Berkeley City Council discussed street conditions, enforcement of the COVID-19 stay-at-home order and the city’s finances at its regular meeting Tuesday.
The meeting began with Mayor Jesse Arreguín and councilmembers Sophie Hahn, Susan Wengraf, Ben Bartlett and Terry Taplin being sworn into office. This was Taplin’s first city council meeting as a councilmember as all other sworn-in members were incumbents.
“Serving the city of Berkeley is my supreme honor and pleasure,” Taplin said during the meeting. “I was born in this town. I grew a deep love for our deeply passionate populace and our beautiful city.”
City auditor Jenny Wong followed with a presentation of her audit findings on city street conditions. According to Wong, Berkeley will have to increase funding for street maintenance. Wong also recommended updating the Streets Rehabilitation and Repair Policy, which has not been updated since 2009.
City council then passed about 40 consent calendar items, which included supporting the installation of a plaque in honor of Vice President-elect Kamala Harris in front of her Berkeley childhood home, adopting the Adeline Corridor Specific Plan zoning amendments and an urgent item that would establish the city’s enforcement policy concerning stay-at-home orders.
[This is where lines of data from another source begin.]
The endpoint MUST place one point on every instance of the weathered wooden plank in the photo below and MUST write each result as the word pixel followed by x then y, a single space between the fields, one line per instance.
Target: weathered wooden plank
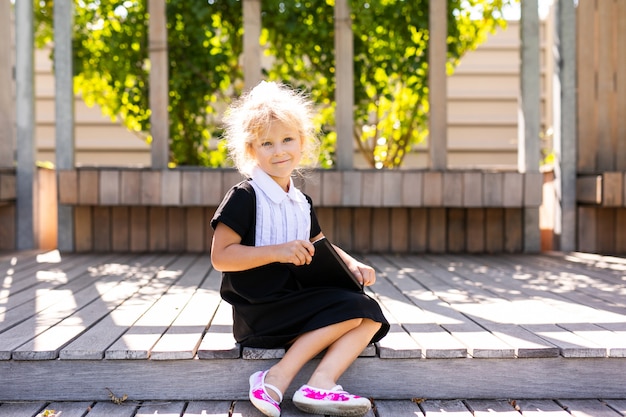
pixel 83 229
pixel 43 288
pixel 605 86
pixel 68 186
pixel 381 225
pixel 589 189
pixel 183 337
pixel 120 229
pixel 452 189
pixel 161 408
pixel 479 342
pixel 228 379
pixel 475 230
pixel 195 229
pixel 437 230
pixel 485 408
pixel 93 342
pixel 352 185
pixel 392 188
pixel 151 188
pixel 210 190
pixel 138 229
pixel 433 189
pixel 130 187
pixel 619 405
pixel 343 233
pixel 157 229
pixel 494 230
pixel 109 187
pixel 513 189
pixel 513 230
pixel 472 189
pixel 400 234
pixel 397 409
pixel 191 191
pixel 612 189
pixel 418 319
pixel 372 193
pixel 605 229
pixel 50 308
pixel 69 409
pixel 457 230
pixel 539 408
pixel 585 408
pixel 326 219
pixel 176 227
pixel 208 408
pixel 22 409
pixel 110 409
pixel 8 227
pixel 91 306
pixel 586 72
pixel 587 229
pixel 101 229
pixel 170 187
pixel 139 340
pixel 412 189
pixel 620 224
pixel 332 190
pixel 445 408
pixel 493 192
pixel 219 342
pixel 418 230
pixel 88 186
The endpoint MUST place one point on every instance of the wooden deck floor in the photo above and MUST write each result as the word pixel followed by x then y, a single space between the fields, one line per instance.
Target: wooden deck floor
pixel 153 327
pixel 407 408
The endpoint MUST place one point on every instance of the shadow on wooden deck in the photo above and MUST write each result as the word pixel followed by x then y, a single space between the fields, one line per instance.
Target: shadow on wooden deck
pixel 152 326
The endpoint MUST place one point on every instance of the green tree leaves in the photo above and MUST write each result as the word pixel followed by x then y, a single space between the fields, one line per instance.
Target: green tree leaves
pixel 205 46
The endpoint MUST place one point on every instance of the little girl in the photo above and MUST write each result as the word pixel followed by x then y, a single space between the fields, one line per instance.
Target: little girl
pixel 264 224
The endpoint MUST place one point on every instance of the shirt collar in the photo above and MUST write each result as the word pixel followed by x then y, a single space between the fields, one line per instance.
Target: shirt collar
pixel 273 190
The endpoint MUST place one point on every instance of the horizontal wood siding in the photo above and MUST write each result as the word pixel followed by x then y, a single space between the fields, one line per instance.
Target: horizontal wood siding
pixel 363 211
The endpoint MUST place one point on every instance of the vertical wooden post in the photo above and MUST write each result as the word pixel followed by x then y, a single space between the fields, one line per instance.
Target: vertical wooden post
pixel 159 83
pixel 437 84
pixel 530 79
pixel 251 47
pixel 25 118
pixel 344 90
pixel 7 140
pixel 565 122
pixel 64 112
Arreguín noted that the urgent item codifies the city’s current enforcement of the state stay-at-home order given Nov. 19 and the regional order given Dec. 3.
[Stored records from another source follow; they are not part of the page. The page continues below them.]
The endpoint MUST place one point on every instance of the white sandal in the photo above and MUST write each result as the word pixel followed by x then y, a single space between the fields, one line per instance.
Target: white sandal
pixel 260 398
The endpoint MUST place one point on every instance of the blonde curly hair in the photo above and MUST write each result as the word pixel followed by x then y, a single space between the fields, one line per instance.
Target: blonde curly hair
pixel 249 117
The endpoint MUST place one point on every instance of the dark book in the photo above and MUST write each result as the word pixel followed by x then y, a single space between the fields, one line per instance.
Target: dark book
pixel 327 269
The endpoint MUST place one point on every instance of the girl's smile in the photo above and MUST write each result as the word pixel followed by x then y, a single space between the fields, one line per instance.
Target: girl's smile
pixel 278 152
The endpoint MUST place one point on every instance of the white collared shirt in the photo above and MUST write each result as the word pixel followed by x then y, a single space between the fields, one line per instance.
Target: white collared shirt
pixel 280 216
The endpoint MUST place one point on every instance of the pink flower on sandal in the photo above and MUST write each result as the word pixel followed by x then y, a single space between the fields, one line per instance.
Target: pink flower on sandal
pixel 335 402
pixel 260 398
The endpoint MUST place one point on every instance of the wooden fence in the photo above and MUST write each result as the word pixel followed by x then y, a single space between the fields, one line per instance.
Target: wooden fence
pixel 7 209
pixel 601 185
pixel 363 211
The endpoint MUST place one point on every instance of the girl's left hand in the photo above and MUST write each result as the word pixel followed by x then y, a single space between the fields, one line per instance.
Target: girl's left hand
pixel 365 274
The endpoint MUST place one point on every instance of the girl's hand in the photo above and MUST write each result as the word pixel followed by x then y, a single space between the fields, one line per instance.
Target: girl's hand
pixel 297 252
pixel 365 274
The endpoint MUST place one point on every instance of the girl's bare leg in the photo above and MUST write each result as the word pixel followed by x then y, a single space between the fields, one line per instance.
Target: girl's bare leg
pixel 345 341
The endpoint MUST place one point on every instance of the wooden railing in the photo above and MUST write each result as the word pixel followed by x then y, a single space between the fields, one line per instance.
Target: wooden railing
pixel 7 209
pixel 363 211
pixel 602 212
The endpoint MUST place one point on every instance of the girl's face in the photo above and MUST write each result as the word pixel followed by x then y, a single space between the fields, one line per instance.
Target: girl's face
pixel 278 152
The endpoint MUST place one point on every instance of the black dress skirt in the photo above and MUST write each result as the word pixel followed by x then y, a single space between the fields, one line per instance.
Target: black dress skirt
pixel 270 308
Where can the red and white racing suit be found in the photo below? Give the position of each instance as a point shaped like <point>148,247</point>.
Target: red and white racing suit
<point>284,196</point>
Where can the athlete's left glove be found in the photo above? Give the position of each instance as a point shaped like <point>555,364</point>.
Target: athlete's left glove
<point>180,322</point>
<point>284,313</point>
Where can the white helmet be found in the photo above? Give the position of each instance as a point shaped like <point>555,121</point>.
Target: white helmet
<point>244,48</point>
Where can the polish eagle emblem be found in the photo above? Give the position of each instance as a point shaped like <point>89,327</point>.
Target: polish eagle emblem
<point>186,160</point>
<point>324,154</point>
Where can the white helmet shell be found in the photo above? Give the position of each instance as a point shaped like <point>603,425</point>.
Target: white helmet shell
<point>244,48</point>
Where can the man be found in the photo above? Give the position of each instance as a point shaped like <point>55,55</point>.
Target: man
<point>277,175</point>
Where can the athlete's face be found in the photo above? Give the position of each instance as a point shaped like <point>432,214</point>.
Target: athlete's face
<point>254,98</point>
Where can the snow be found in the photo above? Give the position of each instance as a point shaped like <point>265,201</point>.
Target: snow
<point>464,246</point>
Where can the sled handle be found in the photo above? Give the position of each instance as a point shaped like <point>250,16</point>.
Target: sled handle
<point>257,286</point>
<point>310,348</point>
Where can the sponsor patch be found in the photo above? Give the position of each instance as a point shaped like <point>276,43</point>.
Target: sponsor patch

“At the time when we had the curfew under the health order from the state, our approach has been to educate and if it is a large group gathering to disperse,” said City Manager Dee Williams-Ridley during the meeting. “It has not been a criminal approach; it has not been a citation approach.”
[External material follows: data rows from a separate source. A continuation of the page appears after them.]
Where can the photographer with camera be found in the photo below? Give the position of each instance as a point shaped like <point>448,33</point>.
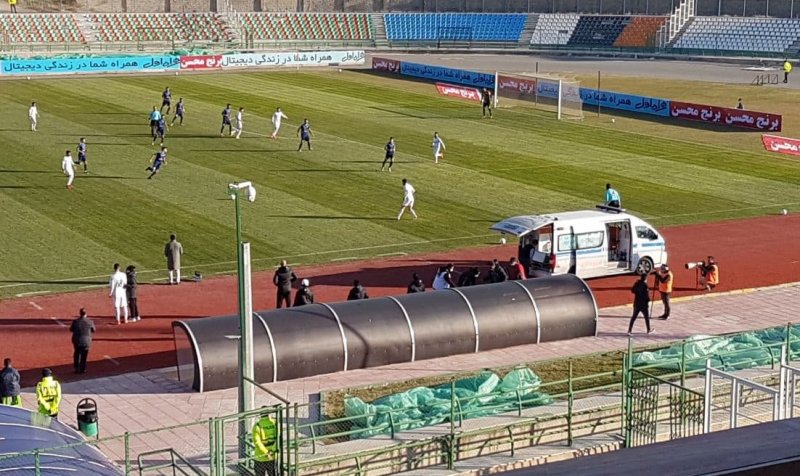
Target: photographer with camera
<point>664,283</point>
<point>710,274</point>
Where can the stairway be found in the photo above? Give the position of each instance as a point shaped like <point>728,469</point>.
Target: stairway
<point>379,30</point>
<point>527,31</point>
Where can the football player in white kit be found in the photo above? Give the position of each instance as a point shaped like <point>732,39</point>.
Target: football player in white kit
<point>117,294</point>
<point>408,200</point>
<point>239,122</point>
<point>276,122</point>
<point>33,115</point>
<point>68,169</point>
<point>438,147</point>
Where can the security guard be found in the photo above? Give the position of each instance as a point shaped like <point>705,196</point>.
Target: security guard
<point>265,441</point>
<point>787,68</point>
<point>48,394</point>
<point>664,280</point>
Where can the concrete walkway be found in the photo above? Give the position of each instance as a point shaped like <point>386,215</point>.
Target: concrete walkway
<point>148,400</point>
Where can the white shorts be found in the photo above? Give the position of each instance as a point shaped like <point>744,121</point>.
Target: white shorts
<point>120,301</point>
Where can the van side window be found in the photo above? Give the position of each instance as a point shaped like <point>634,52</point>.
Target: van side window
<point>645,233</point>
<point>589,240</point>
<point>565,243</point>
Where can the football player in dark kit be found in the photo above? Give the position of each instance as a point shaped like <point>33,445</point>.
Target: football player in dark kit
<point>304,131</point>
<point>486,99</point>
<point>390,148</point>
<point>226,121</point>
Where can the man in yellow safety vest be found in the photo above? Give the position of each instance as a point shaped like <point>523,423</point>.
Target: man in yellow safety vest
<point>265,441</point>
<point>48,394</point>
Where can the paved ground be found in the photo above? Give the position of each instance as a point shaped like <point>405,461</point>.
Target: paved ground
<point>151,399</point>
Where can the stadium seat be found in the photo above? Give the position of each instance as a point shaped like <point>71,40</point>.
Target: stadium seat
<point>33,28</point>
<point>741,34</point>
<point>308,26</point>
<point>454,26</point>
<point>554,29</point>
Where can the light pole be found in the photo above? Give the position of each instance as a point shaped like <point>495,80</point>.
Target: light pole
<point>245,298</point>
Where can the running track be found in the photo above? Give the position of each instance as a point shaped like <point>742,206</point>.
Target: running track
<point>751,253</point>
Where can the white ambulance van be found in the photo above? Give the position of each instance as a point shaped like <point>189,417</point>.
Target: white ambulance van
<point>587,243</point>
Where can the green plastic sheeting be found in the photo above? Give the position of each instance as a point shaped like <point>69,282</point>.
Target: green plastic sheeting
<point>733,352</point>
<point>485,394</point>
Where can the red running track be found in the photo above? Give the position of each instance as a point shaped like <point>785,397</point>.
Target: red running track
<point>751,253</point>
Next, the council passed the Annual Appropriations Ordinance for 2021, which appropriates the city’s budget. The ordinance authorizes a gross appropriations total of $521,674,251. Councilmember Rashi Kesarwani added that the city has been able to balance the budget without having to lay people off.
The last item discussed amending the Berkeley Police Department’s, or BPD, use of force policy and policy’s wording, specifically the two instances of the phrase “strive to” in the policy.
BPD Chief Andrew Greenwood argued that without “strive to,” the idea of “minimal amount of force” would imply there is one reasonable use of force when there is a range of reasonable responses. Police Review Commission Chair Kitty Calavita, however, criticized the use of the phrase.
“Not only is adding ‘strive to’ unnecessary in this context, it also runs counter to the spirit of the policy,” Calavita said during the meeting. “Adding ‘strive to’ weakens the policy substantially and allows for a potential, but unlikely scenario in which an officer may use unnecessary and unreasonable force as long as they can say they tried not to.”
The council then opted to remove “strive to” from the policy and redefine the phrase “minimal amount necessary” to show a range of objectively necessary uses of force. The policy passed unanimously.